She paused and then explained,
“They are already prepared in bottles and these might be broken on the journey.”
“Therefore, of course, under the circumstances it is my duty to take you to the farm,” the Duke said.
Selma made a gesture with her hands before she said quickly,
“No, of course not – Your Grace! I did not – mean that. If I could – borrow one of your vehicles – I would be very – grateful.”
“I will take you,” the Duke stipulated firmly.
He looked at the clock on the mantelpiece and said,
“We will have luncheon, Watson, in half an hour. Order my phaeton for half past one.”
“Very good, Your Grace,” Mr. Watson replied.
He turned towards the door and then stopped,
“Should I then arrange for Your Grace to see The Reverend John Henderson tomorrow morning?”
There was silence while he knew that the Duke was battling with himself before he said reluctantly,
“Yes, Watson, and arrange if he is satisfactory to have all the furniture from the Vicarage transported to The Dovecote.”
As he spoke, he was looking at Selma.
It seemed that her eyes opened so wide that they doubled in size before she exclaimed,
“The Dovecote! Are you – really letting – me go there? I never – dreamt that you would – agree although Mr. Hunter did – suggest it.”
“I have no choice,” the Duke said, “as there is nowhere else and the Bishop has found an extremely suitable man to take over the Parish.”
Mr. Watson did not wait to hear any more and so went from the study, closing the door behind him.
There was silence and then Selma said in a small hesitant voice,
“It is very – kind of you, but I – know that you don’t – want me to have – The Dovecote so it would be – for the best if I went – away.”
The Duke looked at her sharply as he thought that she was merely pretending.
But there was no doubting the sincerity in her voice and the expression in her eyes could not be misconstrued.
“Are you really prepared to leave the village?” he asked her.

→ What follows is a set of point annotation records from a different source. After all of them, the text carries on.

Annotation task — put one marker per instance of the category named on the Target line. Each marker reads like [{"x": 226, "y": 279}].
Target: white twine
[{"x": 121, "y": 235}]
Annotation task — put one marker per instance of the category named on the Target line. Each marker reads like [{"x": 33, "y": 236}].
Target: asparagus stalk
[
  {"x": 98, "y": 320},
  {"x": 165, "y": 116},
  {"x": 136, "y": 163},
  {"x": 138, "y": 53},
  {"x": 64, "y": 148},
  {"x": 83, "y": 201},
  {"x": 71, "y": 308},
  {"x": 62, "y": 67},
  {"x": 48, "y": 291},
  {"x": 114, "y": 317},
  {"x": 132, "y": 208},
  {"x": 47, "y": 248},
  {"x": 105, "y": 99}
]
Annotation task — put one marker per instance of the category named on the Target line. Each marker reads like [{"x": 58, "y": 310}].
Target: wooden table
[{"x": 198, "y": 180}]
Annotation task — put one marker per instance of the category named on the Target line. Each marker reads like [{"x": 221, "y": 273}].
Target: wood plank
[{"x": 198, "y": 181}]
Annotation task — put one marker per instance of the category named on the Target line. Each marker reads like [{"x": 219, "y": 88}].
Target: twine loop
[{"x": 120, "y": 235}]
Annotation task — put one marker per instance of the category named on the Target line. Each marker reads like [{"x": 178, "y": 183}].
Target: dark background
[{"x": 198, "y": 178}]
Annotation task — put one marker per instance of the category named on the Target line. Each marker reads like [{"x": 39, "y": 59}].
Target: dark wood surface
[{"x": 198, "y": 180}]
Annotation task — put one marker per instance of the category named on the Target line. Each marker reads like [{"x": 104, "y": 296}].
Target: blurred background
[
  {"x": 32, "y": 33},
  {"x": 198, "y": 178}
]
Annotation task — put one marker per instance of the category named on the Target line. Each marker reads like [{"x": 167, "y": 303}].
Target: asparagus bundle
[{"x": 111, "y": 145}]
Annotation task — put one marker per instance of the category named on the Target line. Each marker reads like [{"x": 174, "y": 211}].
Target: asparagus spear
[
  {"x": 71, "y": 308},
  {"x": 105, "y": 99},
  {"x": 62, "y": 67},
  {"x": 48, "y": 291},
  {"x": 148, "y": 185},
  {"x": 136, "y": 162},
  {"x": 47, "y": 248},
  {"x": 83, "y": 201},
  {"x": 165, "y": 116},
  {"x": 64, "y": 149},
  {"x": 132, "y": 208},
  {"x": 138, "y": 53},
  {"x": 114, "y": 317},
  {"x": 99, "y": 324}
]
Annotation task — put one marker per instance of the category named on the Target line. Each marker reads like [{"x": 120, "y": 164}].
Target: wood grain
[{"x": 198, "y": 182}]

“It would make me very unhappy,” she said honestly, “and I know that my grandfather does not want me. But – as there is nowhere for me to stay here – I shall then have to go to Scotland.”

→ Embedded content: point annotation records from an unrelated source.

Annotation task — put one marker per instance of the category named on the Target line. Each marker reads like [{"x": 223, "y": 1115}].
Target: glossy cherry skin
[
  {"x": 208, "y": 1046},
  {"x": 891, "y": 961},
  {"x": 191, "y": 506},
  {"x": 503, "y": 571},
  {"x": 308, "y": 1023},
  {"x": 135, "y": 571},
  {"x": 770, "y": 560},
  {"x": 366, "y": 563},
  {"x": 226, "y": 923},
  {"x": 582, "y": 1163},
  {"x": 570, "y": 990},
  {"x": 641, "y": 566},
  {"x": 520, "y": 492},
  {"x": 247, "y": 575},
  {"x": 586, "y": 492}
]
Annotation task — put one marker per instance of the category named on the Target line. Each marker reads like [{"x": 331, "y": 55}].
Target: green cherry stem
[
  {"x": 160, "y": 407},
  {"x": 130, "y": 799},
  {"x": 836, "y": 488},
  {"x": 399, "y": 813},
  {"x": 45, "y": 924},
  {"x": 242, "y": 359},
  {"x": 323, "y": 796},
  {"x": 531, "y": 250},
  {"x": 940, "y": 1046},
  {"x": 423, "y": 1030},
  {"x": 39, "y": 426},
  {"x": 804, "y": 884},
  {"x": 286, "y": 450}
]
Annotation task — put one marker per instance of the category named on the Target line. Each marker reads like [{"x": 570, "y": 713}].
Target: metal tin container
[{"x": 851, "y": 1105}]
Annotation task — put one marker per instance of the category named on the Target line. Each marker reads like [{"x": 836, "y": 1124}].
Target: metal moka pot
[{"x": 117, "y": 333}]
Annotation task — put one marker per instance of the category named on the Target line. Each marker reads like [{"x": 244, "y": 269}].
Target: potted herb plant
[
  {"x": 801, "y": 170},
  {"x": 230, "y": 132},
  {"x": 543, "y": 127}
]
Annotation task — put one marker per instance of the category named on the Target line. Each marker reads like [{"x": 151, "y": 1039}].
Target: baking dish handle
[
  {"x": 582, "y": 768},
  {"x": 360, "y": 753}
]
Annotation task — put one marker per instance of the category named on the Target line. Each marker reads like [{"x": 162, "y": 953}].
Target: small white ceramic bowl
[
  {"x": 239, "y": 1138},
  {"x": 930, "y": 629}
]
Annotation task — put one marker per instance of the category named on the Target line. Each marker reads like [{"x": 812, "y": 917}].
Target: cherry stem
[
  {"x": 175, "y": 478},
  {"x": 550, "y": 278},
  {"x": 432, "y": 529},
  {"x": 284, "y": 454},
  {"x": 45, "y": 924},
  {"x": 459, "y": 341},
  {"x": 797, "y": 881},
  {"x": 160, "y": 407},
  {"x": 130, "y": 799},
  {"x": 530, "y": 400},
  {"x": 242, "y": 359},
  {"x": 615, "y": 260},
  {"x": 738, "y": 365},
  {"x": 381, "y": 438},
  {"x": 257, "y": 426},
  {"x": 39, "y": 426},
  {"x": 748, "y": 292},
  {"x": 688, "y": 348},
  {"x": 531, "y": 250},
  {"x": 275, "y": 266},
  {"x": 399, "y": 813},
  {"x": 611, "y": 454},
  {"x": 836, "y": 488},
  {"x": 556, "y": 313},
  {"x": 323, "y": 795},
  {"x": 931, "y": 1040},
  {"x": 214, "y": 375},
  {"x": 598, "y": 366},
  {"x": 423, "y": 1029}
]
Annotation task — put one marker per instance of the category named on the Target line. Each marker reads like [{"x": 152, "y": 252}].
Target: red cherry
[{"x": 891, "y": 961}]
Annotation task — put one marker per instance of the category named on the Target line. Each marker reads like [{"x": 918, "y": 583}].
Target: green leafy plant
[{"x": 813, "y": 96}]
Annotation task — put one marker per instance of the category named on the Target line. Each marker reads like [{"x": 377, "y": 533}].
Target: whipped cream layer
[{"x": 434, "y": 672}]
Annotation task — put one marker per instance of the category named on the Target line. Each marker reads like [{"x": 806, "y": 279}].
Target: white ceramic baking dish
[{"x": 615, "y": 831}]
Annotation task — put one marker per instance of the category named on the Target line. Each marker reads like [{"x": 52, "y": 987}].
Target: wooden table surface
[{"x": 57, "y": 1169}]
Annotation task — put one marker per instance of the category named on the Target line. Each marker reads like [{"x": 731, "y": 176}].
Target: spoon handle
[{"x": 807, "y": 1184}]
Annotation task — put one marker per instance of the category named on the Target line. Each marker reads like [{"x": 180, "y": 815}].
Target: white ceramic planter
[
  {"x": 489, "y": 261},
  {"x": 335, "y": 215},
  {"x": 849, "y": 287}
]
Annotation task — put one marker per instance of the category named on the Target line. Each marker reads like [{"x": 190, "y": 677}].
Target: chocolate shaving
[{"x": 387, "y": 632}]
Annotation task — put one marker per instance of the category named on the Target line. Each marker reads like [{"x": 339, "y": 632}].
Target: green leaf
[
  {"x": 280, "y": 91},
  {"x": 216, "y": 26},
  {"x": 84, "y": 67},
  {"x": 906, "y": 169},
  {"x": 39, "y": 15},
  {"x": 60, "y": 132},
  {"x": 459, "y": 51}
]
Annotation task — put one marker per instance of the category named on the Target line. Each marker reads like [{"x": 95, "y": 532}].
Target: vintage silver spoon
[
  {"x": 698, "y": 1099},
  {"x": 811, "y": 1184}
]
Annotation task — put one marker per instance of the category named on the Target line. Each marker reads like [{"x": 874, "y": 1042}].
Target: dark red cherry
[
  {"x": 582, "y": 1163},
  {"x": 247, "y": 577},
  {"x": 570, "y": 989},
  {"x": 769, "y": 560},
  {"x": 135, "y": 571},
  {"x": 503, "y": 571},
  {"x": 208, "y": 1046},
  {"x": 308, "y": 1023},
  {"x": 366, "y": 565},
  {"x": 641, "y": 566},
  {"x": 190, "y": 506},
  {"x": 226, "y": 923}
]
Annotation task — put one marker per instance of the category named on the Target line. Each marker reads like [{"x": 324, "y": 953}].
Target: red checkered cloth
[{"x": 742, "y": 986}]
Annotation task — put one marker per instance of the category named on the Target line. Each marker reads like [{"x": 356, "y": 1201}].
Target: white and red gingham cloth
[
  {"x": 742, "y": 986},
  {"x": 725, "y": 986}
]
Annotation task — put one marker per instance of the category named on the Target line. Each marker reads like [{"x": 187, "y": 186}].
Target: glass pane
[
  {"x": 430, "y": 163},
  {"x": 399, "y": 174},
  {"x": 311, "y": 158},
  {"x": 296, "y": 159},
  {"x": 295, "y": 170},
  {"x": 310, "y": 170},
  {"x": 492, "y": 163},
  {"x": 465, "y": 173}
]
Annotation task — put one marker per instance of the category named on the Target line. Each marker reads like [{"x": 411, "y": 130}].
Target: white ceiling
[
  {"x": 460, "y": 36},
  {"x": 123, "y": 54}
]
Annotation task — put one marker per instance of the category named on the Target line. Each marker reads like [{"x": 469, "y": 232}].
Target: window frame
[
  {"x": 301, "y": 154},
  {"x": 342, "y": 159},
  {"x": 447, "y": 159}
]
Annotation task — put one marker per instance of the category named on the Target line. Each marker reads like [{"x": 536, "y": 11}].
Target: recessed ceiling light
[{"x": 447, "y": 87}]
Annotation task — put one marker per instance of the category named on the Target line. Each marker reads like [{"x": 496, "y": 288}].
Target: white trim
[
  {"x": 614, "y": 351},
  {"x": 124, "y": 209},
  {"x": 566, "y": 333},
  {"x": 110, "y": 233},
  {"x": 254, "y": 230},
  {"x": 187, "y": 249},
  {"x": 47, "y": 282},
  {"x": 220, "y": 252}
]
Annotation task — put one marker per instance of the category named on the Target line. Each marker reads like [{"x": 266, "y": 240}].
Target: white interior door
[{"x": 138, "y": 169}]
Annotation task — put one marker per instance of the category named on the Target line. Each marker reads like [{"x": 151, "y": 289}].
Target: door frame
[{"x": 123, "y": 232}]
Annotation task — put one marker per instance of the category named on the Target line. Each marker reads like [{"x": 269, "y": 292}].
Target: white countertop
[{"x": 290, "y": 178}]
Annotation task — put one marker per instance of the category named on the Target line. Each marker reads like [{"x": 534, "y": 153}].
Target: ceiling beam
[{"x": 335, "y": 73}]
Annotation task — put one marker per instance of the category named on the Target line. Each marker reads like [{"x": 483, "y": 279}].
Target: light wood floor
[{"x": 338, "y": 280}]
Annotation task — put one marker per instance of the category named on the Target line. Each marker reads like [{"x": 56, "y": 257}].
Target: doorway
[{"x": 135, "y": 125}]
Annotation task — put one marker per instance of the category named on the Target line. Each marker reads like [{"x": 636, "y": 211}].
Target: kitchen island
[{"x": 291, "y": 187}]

As she finished speaking, she turned away as if to leave the room and the Duke thought perhaps to hide her tears.
He let her reach the door before he said,
“If you go, what are we to do about Oliver?”

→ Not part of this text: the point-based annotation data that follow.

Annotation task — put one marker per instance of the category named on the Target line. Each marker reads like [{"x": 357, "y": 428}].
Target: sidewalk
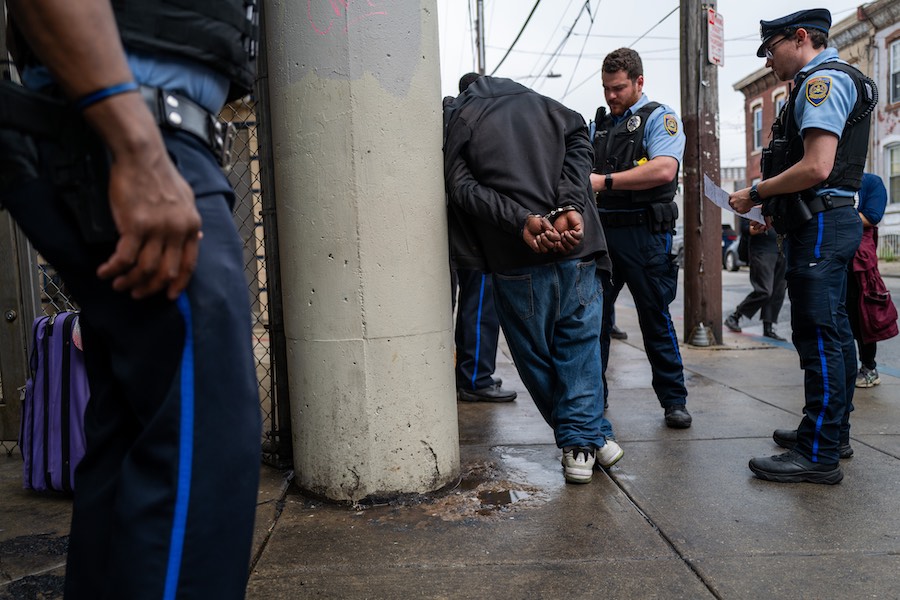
[{"x": 680, "y": 516}]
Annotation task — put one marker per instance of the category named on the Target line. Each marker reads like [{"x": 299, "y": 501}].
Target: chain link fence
[{"x": 245, "y": 177}]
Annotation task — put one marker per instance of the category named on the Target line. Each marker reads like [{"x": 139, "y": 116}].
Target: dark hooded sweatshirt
[{"x": 510, "y": 152}]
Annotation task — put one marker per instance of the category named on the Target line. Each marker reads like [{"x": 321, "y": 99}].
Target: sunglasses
[{"x": 769, "y": 55}]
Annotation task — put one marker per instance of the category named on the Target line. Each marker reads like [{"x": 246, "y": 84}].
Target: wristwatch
[{"x": 754, "y": 194}]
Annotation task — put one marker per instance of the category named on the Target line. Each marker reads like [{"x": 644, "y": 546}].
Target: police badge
[
  {"x": 670, "y": 123},
  {"x": 817, "y": 90}
]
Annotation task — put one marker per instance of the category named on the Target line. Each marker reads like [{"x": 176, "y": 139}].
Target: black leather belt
[
  {"x": 827, "y": 202},
  {"x": 623, "y": 219},
  {"x": 177, "y": 111}
]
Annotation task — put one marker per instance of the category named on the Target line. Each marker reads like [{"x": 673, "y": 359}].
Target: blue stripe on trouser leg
[
  {"x": 185, "y": 452},
  {"x": 817, "y": 255},
  {"x": 826, "y": 393},
  {"x": 478, "y": 330}
]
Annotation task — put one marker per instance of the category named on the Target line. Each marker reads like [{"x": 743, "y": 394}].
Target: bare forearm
[{"x": 77, "y": 41}]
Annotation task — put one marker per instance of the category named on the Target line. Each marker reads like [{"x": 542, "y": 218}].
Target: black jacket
[{"x": 510, "y": 152}]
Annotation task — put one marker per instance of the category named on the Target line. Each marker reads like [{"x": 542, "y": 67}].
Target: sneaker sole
[
  {"x": 610, "y": 463},
  {"x": 463, "y": 397},
  {"x": 828, "y": 477},
  {"x": 578, "y": 475},
  {"x": 843, "y": 453},
  {"x": 868, "y": 384}
]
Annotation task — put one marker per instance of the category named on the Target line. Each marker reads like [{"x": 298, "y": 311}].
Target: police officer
[
  {"x": 811, "y": 171},
  {"x": 767, "y": 269},
  {"x": 638, "y": 148},
  {"x": 166, "y": 493}
]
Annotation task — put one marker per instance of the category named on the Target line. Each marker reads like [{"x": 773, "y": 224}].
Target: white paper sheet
[{"x": 719, "y": 197}]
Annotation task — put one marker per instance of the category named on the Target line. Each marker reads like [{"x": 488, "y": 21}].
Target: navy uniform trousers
[
  {"x": 477, "y": 330},
  {"x": 817, "y": 255},
  {"x": 642, "y": 260},
  {"x": 166, "y": 493}
]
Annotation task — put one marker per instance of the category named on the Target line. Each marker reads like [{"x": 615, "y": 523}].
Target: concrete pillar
[{"x": 356, "y": 121}]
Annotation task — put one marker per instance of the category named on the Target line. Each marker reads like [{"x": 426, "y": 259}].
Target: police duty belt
[{"x": 44, "y": 116}]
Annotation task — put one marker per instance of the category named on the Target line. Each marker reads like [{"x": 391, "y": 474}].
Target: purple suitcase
[{"x": 52, "y": 436}]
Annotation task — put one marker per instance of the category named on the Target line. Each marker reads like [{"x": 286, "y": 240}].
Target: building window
[
  {"x": 895, "y": 72},
  {"x": 757, "y": 126},
  {"x": 893, "y": 169}
]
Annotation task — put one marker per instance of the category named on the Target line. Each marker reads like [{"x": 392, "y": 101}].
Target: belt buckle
[{"x": 222, "y": 138}]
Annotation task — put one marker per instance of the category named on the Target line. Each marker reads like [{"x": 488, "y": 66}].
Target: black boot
[{"x": 769, "y": 332}]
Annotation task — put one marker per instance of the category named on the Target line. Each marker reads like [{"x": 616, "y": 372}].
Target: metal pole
[
  {"x": 479, "y": 35},
  {"x": 281, "y": 413},
  {"x": 702, "y": 218}
]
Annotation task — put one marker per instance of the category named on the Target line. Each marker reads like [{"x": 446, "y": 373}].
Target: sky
[{"x": 651, "y": 27}]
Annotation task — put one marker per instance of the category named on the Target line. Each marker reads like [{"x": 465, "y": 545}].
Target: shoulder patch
[
  {"x": 817, "y": 90},
  {"x": 671, "y": 124}
]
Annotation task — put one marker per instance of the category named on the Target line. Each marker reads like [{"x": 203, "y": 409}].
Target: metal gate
[{"x": 255, "y": 218}]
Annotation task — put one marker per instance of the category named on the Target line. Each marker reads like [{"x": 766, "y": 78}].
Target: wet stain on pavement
[
  {"x": 46, "y": 544},
  {"x": 35, "y": 587}
]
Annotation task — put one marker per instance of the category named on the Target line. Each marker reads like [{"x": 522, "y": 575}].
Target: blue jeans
[
  {"x": 550, "y": 316},
  {"x": 817, "y": 255}
]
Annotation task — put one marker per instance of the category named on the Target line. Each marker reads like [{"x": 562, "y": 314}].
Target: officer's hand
[
  {"x": 153, "y": 208},
  {"x": 570, "y": 226},
  {"x": 539, "y": 234},
  {"x": 152, "y": 205},
  {"x": 740, "y": 201}
]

Selma stopped and then turned back towards him very slowly.
“He is on the mend,” she said after a moment, “and, if he is very careful and does exactly what he is told, he should be able to walk in about two week’s time.”
“What about your other patients?”
Selma made a helpless gesture that was more explicit them words.
Then, as she put out her hand towards the door, the Duke said,
“As the village cannot do without you and you were certainly essential for my nephew, you will move into The Dovecote and there will be no more arguments about it.”
She did not reply, but he sensed that there was a certain tension about her.
It told him, without words, that it was what she wanted above all else.
Yet she was disturbed by his aversion to her occupying what had always been a family house.
There was silence as she turned back and walked towards him.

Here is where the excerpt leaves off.